Find the constant $k$ from the determinant 
Given:  $$\begin{vmatrix}(b+c)^2 &a^2&a^2\\b^2 &(c+a)^2&b^2 \\c^2&c^2& (a+b)^2\end{vmatrix}=k(abc)(a+b+c)^3$$ Find $k$.

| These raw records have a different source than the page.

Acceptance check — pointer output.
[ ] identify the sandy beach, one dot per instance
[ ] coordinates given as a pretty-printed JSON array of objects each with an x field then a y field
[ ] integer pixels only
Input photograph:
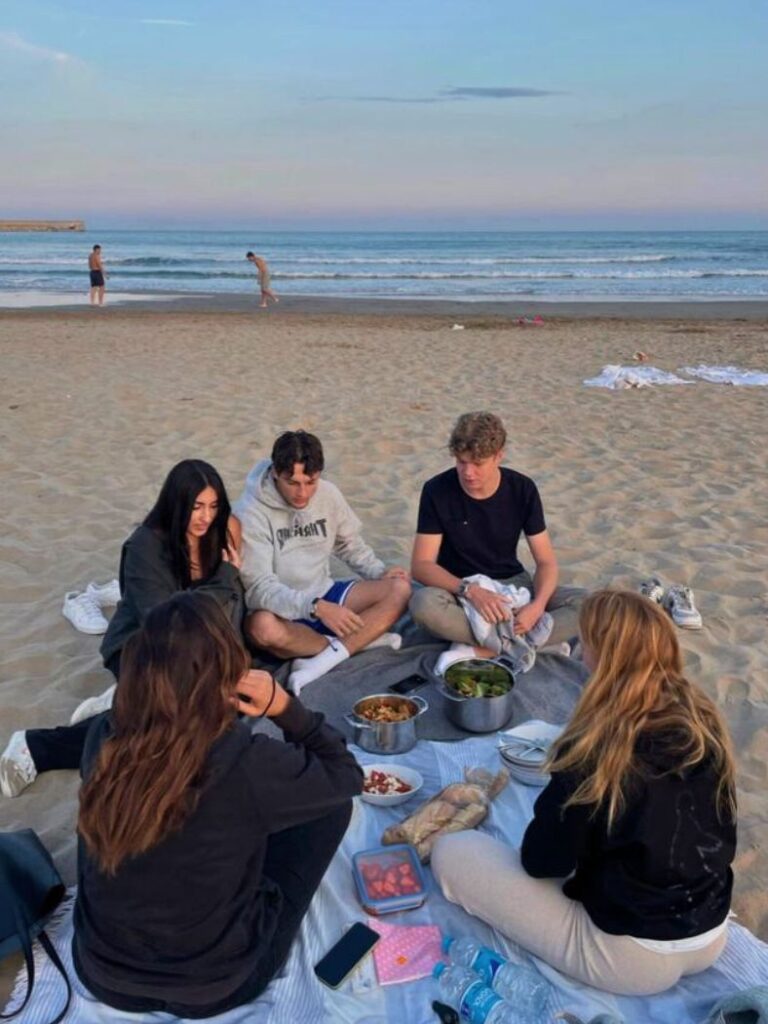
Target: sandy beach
[{"x": 97, "y": 404}]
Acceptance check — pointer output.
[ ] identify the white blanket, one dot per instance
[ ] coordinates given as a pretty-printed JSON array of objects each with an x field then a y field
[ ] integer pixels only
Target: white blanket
[
  {"x": 620, "y": 378},
  {"x": 297, "y": 997},
  {"x": 727, "y": 375}
]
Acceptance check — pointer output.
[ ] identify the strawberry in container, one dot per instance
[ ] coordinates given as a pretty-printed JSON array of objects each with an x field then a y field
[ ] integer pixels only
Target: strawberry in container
[{"x": 389, "y": 879}]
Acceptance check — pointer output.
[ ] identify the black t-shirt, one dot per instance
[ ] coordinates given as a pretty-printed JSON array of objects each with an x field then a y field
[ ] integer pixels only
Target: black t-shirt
[
  {"x": 480, "y": 535},
  {"x": 663, "y": 871}
]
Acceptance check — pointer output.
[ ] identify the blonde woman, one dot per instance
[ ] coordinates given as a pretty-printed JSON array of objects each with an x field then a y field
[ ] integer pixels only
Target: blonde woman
[{"x": 638, "y": 818}]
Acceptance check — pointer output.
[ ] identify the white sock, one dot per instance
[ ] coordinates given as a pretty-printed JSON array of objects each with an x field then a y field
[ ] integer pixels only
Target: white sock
[
  {"x": 393, "y": 640},
  {"x": 307, "y": 669}
]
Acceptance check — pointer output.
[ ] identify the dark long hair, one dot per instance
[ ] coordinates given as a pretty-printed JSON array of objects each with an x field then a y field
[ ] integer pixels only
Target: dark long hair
[
  {"x": 177, "y": 677},
  {"x": 170, "y": 517}
]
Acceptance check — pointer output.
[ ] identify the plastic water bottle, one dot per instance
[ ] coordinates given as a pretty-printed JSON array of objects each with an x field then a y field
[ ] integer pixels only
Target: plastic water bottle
[
  {"x": 468, "y": 993},
  {"x": 521, "y": 986}
]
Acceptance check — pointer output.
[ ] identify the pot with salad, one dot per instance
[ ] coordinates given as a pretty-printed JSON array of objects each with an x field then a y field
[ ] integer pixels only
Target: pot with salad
[{"x": 478, "y": 693}]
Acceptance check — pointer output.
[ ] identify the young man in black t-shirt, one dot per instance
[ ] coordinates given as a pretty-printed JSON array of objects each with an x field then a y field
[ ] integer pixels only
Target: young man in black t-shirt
[{"x": 470, "y": 520}]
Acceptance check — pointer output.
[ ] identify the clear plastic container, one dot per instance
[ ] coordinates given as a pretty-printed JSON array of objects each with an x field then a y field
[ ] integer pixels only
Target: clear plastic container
[
  {"x": 520, "y": 985},
  {"x": 389, "y": 879}
]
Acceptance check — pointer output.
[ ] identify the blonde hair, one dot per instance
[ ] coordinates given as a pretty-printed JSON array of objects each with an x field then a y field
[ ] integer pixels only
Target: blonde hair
[
  {"x": 477, "y": 434},
  {"x": 637, "y": 687}
]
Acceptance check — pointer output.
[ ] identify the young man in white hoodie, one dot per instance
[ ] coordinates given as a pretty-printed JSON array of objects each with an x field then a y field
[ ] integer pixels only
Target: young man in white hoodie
[{"x": 293, "y": 521}]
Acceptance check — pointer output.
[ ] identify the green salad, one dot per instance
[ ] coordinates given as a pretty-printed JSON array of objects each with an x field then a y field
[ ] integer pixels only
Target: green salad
[{"x": 478, "y": 679}]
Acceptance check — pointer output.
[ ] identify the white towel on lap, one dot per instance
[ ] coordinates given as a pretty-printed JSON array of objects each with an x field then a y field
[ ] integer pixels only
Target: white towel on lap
[{"x": 488, "y": 634}]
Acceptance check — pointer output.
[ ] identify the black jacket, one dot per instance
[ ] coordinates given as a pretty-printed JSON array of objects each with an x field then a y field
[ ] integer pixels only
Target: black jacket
[
  {"x": 663, "y": 871},
  {"x": 188, "y": 921},
  {"x": 146, "y": 579}
]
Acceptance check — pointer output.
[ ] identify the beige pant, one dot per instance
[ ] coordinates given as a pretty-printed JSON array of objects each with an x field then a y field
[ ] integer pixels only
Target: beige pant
[
  {"x": 485, "y": 877},
  {"x": 439, "y": 611}
]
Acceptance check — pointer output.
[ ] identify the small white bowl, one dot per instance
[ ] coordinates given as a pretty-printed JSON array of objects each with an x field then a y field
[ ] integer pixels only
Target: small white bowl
[{"x": 409, "y": 775}]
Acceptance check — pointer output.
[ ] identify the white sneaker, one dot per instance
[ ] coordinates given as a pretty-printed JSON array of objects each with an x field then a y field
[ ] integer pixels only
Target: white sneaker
[
  {"x": 540, "y": 633},
  {"x": 679, "y": 602},
  {"x": 84, "y": 612},
  {"x": 93, "y": 706},
  {"x": 16, "y": 767},
  {"x": 105, "y": 594},
  {"x": 652, "y": 588}
]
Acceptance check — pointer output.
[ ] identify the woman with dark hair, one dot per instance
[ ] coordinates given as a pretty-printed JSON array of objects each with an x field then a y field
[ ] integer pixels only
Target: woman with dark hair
[
  {"x": 185, "y": 542},
  {"x": 201, "y": 844},
  {"x": 639, "y": 818}
]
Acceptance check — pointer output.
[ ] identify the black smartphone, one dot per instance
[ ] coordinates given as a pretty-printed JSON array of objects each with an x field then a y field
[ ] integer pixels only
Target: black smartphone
[
  {"x": 408, "y": 684},
  {"x": 339, "y": 962}
]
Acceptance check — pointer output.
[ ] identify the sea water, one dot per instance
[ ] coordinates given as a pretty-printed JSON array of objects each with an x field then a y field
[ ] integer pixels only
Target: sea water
[{"x": 459, "y": 265}]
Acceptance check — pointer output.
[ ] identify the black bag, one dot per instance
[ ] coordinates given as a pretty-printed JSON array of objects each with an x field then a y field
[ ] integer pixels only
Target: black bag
[{"x": 31, "y": 889}]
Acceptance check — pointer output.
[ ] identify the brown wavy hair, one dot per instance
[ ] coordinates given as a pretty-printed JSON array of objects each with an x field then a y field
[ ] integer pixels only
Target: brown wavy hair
[
  {"x": 637, "y": 687},
  {"x": 477, "y": 434},
  {"x": 177, "y": 677}
]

If I directly open the determinant it will go to long I can't apply most of the row or column operation as they keep making it more complex.
 A: Let $$a=b=c=1$$ and you get the matrix 
$$\begin{vmatrix}4&1&1\\1 &4&1 \\1&1& 4\end{vmatrix}=27k$$
The determinant is easily evaluated to be $54$ so $$27k=54$$.
Thus $$k=2$$ 
A: It is also simple to compute the posted determinant, $D$ for short, thus ignoring the information on the special form of the result. We are subtracting at the first step the first column from the other two.
$$
\begin{aligned}
D &=
\begin{vmatrix}
(b+c)^2 & a^2 & a^2 \\
b^2 & (c+a)^2 & b^2 \\
c^2 & c^2 & (a+b)^2
\end{vmatrix}
\\[2mm]
&=
\begin{vmatrix}
(b+c)^2 & a^2- (b+c)^2 & a^2 - (b+c)^2 \\
b^2 & (c+a)^2-b^2 & 0 \\
c^2 & 0 & (a+b)^2-c^2
\end{vmatrix}
\\[2mm]
&=
\begin{vmatrix}
(b+c)^2 & a- b-c & a- b-c \\
b^2 & c+a-b & 0 \\
c^2 & 0 & a+b-c
\end{vmatrix}
\cdot(a+b+c)^2
\\[2mm]
&=
\begin{vmatrix}
2bc & -2c & - 2b \\
b^2 & c+a-b & 0 \\
c^2 & 0 & a+b-c
\end{vmatrix}
\cdot(a+b+c)^2
\\[2mm]
&=
\begin{vmatrix}
2bc-bc-bc & -2c & - 2b \\
b^2+\frac b2(c+a-b)+\frac c2\cdot 0 & c+a-b & 0 \\
c^2+\frac c2\cdot 0+\frac c2(a+b-c) & 0 & a+b-c
\end{vmatrix}
\cdot(a+b+c)^2
\\[2mm]
&=
\begin{vmatrix}
0 & -2c & - 2b \\
\frac b2 & c+a-b & 0 \\
\frac c2 & 0 & a+b-c
\end{vmatrix}
\cdot(a+b+c)^3
\\[2mm]
&=
-\begin{vmatrix}
0 & c & b \\
b & c+a-b & 0 \\
c & 0 & a+b-c
\end{vmatrix}
\cdot(a+b+c)^3
\\[2mm]
&=2abc(a+b+c)^3\ .
\end{aligned}
$$
(At the last step, using Sarrus, only two out of six terms survive, we can factor $bc$, and $-(a+b-c)-(c+a-b)=-2a$ leads immediately to the result. No step was omitted, symmetry was used when possible.)

Computer check:
sage: var('a,b,c');
sage: A = matrix(3,3, [(b+c)^2, a^2, a^2, b^2, (a+c)^2, b^2, c^2, c^2, (a+b)^2] )
sage: A.det().factor()
2*(a + b + c)^3*a*b*c

A: It's not long:
$$\prod_{cyc}(a+b)^2+2a^2b^2c^2-\sum_{cyc}a^2b^2(a+b)^2=$$
$$\sum_{cyc}\left(a^4b^2+a^4c^2+2a^3b^3+2a^4bc+2a^3b^2c+2a^3c^2b+2a^2b^2c^2+4a^3b^2c+4a^3c^2b+\tfrac{4}{3}a^2b^2c^2\right)+$$
$$+\sum_{cyc}\left(\frac{2}{3}a^2b^2c^2-a^4b^2-a^4c^2-2a^3b^3\right)=$$
$$=\sum_{cyc}(2a^4bc+6a^3b^2c+6a^3c^2b+4a^2b^2c^2)=2abc(a+b+c)^3.$$
Two minutes of computations! By hand, of course.